Towards the bottom of the screen it states “Section position within the specimen” and each of the 10 images in the stamp images have a different position.
My question is, how have these images been ordered? From anterior to posterior?
How are the section number labels been given to the images?
I have searched all the help documents and white papers available on the Allen Brain website and I could not find an answer.
Hi @lintek ,
Thanks for your question about image sequence. There is a section on this topic in the help section here, and the experimental design is explained in the technical whitepapers. You are correct that precise information on image sequence is not addressed directly; basically the images were processed in ‘series’ which, for human brain specimens, does not always align in a precise anterior-to-posterior configuration as was done for our Mouse Brain Atlas image series. The images are sequentially presented (and numbered), within each subdivided coronal slab. The thumbnail view is to help orient where the sections (hence images) are located in a whole brain specimen, but each subdivided area does not have precise stereotaxic coordinates in reference to the whole brain, but ‘section position within a subspecimen’. The series referred to as ‘within specimen’ means serially within the sub-dissected tissue slab, with every effort made to present images in sequence of section from the caudal/posterior to the rostral/anterior direction.

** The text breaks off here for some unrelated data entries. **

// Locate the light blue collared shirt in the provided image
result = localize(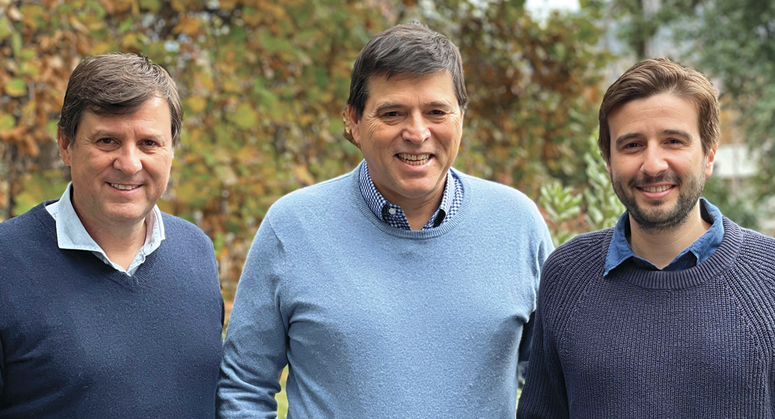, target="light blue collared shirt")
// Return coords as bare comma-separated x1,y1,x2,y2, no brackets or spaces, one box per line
46,182,165,275
603,198,724,276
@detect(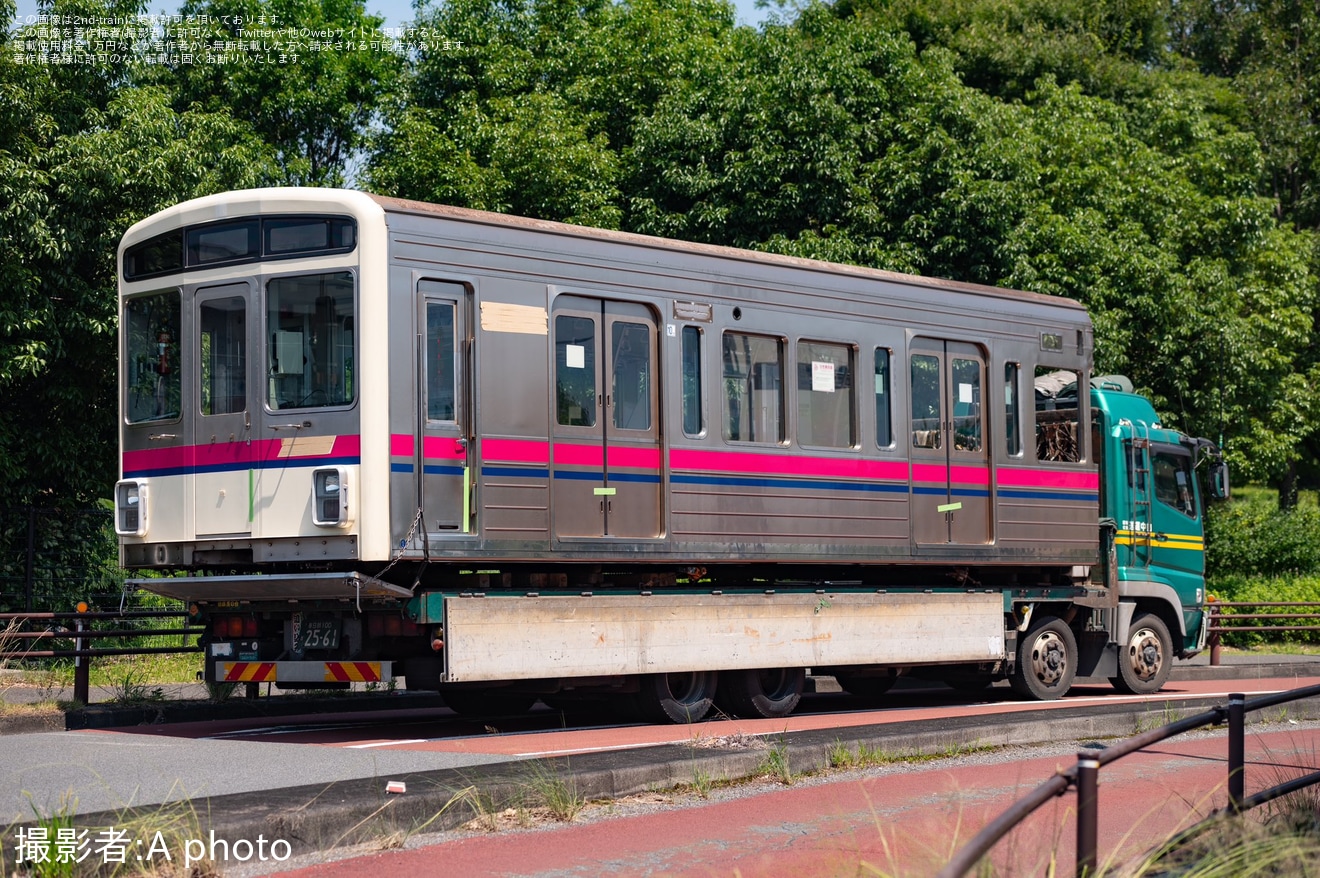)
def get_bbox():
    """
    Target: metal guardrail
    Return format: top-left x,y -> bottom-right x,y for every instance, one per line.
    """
1205,601 -> 1320,667
0,605 -> 206,704
936,687 -> 1320,878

The numbering of the sections reflects that within-subspecimen sequence, and an arbitrary barcode specimen ID (example 706127, for your question on CALB1) lets you view all data generated from a given subdivided tissue piece. We hope this information helps, but recognize that if you are looking for very accurate information about A/P section sequence brain-wide, this reference resource doesn’t provide that level of resolution. It is intended to provide a ‘local snapshot’ of gene expression in a given anatomical region of the brain.